There’s been a stage finish in Geraardsbergen in every edition since 2012, when former World Champion Alessandro Ballan won en-route to taking the GC. Starting in the flat lands of Aalter the race heads south, tackling a couple of cobbled sectors before arriving in Geraardsbergen for two-and-a half laps of a circuit which includes ascents of both the Muur van Geraardsergen and the Bosberg. And if that’s not enough, the finish line is half way up the third ascent of the Muur, in the centre of Geraardsbergen.

The race stays on a similar lumpy theme for the final two stages, heading east for day four and the longest stage, a 198.5km race between Riemst and Bilzen-Hoeselt. It’s up and down all day, with the classic, short sharp climbs and narrow roads, on a number of circuits, which run alongside, but never actually cross the Dutch border, just outside Maastricht.

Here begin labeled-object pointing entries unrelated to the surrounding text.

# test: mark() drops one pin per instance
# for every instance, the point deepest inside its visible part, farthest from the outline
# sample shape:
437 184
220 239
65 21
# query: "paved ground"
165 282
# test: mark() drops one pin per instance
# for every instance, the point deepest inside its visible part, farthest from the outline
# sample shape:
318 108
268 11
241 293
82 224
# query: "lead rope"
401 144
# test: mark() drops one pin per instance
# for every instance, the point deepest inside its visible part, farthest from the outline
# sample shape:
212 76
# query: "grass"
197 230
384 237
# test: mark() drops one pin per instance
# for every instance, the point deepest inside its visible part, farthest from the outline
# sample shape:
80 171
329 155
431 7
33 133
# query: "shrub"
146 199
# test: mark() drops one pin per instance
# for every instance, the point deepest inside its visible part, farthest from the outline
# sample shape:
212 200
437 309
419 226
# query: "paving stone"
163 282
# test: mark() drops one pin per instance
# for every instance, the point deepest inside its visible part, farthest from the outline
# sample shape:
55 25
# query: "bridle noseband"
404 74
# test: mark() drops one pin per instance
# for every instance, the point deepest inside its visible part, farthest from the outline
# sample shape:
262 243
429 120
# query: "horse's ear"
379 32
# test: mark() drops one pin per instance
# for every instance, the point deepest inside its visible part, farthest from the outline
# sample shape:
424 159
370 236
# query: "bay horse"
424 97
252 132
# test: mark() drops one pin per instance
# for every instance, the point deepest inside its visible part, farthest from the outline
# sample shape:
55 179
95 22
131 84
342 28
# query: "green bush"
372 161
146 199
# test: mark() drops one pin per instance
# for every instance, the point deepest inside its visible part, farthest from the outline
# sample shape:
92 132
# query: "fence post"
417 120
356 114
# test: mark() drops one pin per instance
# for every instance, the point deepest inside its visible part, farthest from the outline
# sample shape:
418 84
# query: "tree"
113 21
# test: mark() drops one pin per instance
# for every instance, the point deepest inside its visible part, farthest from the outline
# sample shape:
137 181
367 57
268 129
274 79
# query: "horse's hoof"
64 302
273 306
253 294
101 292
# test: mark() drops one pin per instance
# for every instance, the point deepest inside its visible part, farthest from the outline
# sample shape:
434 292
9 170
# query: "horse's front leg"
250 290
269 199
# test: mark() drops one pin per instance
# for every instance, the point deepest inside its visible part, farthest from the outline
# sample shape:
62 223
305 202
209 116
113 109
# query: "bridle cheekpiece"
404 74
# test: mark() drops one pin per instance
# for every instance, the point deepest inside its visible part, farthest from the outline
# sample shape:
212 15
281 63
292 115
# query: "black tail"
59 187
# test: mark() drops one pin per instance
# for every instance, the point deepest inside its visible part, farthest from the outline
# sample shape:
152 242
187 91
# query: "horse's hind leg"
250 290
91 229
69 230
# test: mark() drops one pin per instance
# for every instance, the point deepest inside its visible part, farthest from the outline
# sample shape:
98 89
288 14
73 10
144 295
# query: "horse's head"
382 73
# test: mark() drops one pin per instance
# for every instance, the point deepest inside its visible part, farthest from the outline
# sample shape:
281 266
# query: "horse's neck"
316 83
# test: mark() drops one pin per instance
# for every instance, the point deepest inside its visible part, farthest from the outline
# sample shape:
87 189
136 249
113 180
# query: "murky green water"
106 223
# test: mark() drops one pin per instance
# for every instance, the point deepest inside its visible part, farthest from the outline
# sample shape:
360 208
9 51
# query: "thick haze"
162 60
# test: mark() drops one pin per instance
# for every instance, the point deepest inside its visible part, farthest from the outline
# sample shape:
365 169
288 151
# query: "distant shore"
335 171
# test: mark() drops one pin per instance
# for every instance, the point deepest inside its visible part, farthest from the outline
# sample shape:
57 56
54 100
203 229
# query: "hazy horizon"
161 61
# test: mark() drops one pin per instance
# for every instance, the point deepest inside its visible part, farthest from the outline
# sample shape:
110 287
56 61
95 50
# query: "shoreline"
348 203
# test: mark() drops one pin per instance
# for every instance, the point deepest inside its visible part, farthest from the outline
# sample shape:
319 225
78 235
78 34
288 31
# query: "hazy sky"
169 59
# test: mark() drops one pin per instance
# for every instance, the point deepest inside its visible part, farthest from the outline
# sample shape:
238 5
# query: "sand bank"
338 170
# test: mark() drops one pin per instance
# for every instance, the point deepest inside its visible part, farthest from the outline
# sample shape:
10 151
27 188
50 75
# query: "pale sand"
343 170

Starting and finishing in Leuven, the Renewi Tour closes by returning to the scene of the 2021 World Championships, and while the finish line is in a different place to that four years ago, the closing circuit includes three of the same climbs. Combine these with the tight turns and narrow streets, organisers have created a parcours on which the peloton have every opportunity to create a real spectacle.

How to watch the Renewi Tour?

The 2025 Renewi Tour will be broadcast on the familiar cycling channels, including Discovery, Max and Eurosport. In the United Kingdom, coverage will be shown on TNT Sports and streamed online via Discovery+. In the United States and Canada, the race will be available to watch on FloBikes.